The Partnerships in Colorectal Cancer Screening (PiCS-AR!) is a project of the UAMS Department of Family and Preventive Medicine’s Community Health and Education Division. In 2020, the division received a $2.5 million grant from the Centers for Disease Control and Prevention to carry out the project.
Since then, its first clinic partner, 1st Choice Healthcare, exceeded its initial screening goals in five out of six clinics it operates in Salem, Pocahontas, Paragould, Corning and Ash Flat. The provider’s screening rate was 37% a year ago, and most of the clinics now hover in the mid-40s, with the Pocahontas clinic making the biggest jump, from 29% to 45% in one year.
The project targets primary care clinics, especially in counties with low screening rates and low average household incomes. It works directly with providers to teach them best practices and help them implement techniques for increasing screening in their clinics.
Since September of 2020, UAMS and the Arkansas Foundation for Medical Care (AFMC) have coached patient navigators at the clinics. The navigators – experienced registered nurses who educate patients about the risk of developing colon cancer and explain screening options – are credited for making a noticeable impact on screening rates in a short period of time.
“More and more conversations between providers and patients are happening about the importance of colorectal screenings,” said Alysia Dubriske, M.Ed., director of the Community Health and Education Division. “Not only is that an objective of the project, but it’s also the first step in preventing late-stage colon cancer.”
She said provider reminders and chart alerts in the clinics’ electronic health system also worked particularly well, noting, “When patients visited, the clinic staff would check to see if they were due for a screening, and set up appointments for those who were.”

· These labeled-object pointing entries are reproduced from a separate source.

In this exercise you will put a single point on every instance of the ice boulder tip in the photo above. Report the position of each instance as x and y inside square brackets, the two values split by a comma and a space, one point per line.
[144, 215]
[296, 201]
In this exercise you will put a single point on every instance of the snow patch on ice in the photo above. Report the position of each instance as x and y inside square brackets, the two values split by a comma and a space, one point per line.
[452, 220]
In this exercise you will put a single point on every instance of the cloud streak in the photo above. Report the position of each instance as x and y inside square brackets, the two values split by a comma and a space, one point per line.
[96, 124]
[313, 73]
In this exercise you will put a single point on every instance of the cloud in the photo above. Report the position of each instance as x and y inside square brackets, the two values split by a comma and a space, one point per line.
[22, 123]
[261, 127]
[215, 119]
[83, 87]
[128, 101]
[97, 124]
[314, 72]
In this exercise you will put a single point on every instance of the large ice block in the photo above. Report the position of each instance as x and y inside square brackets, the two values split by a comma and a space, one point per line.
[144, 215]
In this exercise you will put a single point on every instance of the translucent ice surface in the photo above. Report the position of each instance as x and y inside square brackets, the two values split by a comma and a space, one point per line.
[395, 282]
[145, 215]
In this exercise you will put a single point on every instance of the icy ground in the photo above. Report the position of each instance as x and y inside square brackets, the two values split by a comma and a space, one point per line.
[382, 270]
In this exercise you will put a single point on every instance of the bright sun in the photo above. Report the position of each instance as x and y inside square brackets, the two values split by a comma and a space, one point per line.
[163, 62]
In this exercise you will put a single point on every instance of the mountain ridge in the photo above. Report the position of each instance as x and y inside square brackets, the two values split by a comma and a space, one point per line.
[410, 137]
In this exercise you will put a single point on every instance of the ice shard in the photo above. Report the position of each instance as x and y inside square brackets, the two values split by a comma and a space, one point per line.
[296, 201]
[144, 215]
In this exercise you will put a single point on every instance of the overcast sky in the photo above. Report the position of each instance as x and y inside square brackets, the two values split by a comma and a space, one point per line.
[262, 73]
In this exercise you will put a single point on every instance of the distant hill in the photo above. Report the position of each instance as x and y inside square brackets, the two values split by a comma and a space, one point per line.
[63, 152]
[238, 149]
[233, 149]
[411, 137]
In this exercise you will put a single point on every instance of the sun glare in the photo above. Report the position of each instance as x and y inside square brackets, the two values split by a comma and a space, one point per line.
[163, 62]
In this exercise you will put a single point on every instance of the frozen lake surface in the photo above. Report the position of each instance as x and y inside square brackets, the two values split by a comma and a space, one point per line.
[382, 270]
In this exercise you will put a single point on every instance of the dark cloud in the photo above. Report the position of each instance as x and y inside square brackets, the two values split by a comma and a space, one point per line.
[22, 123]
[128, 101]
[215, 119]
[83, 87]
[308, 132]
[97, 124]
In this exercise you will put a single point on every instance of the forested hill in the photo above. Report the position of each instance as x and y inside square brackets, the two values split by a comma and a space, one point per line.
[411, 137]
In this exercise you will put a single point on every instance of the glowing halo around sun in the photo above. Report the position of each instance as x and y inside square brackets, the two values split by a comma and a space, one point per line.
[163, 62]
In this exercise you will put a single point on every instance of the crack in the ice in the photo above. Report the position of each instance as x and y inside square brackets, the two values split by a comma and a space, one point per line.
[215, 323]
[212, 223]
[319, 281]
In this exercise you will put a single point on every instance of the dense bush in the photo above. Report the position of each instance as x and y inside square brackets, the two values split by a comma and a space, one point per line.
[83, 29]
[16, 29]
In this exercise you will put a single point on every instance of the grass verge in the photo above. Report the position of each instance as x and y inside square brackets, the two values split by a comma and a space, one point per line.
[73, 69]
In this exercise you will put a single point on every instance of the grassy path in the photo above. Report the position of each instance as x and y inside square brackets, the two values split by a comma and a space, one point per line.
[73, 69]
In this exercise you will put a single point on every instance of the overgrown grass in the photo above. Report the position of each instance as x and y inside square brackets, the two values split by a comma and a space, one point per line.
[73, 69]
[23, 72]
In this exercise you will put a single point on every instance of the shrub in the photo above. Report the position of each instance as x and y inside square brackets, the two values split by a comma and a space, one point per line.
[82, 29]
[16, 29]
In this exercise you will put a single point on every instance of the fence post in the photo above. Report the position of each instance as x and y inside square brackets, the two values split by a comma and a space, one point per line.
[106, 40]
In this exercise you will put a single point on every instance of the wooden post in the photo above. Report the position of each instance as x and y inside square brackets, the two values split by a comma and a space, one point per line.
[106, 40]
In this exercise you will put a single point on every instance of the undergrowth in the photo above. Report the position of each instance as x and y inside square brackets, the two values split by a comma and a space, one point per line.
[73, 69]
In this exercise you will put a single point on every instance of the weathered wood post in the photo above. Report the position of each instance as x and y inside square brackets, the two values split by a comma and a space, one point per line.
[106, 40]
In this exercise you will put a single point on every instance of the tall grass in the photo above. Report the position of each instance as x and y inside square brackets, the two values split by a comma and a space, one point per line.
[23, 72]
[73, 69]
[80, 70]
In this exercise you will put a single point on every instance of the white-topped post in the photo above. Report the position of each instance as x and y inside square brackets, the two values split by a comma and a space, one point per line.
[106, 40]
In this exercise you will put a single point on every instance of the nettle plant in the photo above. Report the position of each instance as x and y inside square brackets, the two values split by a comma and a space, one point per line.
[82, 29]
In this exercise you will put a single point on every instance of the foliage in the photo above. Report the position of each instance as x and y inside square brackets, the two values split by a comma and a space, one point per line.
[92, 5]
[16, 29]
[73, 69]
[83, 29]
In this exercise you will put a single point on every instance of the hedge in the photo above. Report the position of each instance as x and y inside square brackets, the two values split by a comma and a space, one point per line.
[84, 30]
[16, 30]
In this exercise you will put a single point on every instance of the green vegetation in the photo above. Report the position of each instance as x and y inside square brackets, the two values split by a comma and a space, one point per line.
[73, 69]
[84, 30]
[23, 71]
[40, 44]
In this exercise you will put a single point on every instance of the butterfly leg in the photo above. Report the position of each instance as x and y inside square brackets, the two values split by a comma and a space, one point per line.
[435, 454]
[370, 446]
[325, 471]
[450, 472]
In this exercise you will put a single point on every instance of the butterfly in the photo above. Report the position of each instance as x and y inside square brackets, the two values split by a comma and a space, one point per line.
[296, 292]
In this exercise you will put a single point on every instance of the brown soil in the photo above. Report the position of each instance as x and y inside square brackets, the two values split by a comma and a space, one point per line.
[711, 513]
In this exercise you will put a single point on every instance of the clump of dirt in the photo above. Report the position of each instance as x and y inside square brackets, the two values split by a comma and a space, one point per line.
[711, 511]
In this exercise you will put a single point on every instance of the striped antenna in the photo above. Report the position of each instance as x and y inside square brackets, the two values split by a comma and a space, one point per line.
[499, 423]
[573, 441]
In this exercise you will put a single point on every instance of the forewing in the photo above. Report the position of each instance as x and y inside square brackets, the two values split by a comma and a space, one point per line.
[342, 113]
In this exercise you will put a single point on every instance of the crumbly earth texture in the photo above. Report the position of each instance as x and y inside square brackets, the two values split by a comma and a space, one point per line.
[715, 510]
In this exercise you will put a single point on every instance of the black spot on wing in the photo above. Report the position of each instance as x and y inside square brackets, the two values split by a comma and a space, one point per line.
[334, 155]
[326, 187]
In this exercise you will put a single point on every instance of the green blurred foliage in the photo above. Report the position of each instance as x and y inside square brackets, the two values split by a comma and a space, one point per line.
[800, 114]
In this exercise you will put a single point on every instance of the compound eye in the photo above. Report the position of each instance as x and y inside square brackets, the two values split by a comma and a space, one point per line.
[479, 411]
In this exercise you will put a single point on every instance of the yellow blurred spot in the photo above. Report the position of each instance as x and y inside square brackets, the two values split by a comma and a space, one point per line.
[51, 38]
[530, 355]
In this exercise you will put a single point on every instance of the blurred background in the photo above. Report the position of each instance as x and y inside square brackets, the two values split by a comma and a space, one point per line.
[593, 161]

“Screening for colorectal cancer is extremely important in that it is one of the few measures that can prevent cancer from developing,” said Jonathan Laryea, M.D., chief of the Division of Colon and Rectal Surgery at the UAMS Winthrop P. Rockefeller Cancer Institute. “There are very few cancers that can be prevented that way. Not only does it prevent cancer, but it allows cancer to be identified at an early stage, which improves survival and also prevents the complications of cancer.”
A colonoscopy is the clearest, most complete screening, but another option is an at-home screening test that is designed to detect DNA abnormalities or blood in the stool, both of which could be indicators of colon cancer or precancerous conditions.
“The best colorectal cancer screening test is the one that patients are most likely to complete,” said Marybeth Curtis, RN and program manager for the PiCS-AR! Campaign, quoting a senior health analyst at the Mayo Clinic.
“I love that quote,” she said. “Forty-six percent of colorectal cancer deaths in the United States are a result of missed screening opportunities. Patient adherence to screening is the key.”
Curtis said one goal of the grant project is to educate providers and patients that stool-based tests are an effective, low-cost alternative to colonoscopies in screening average-risk patients for colorectal cancer.
She noted that stool-based tests are actually preferred by patients, “which leads to improved follow-up in completing their screening.”
“Screening is the best way to beat colorectal cancer,” Laryea agreed. ”My best advice to all adults 45 years and older is, ‘Get your rear in gear and get screened.’”
“Ultimately, our goal is to reduce the amount of late-stage colorectal cancer in Arkansas and the number of colorectal cancer deaths in Arkansas,” Dubriske said.
Nationwide, colorectal cancer is the second most common cause of cancer deaths for men and women combined and is expected to cause about 53,000 deaths during 2021, including 500 deaths in Arkansas, according to the American Cancer Society.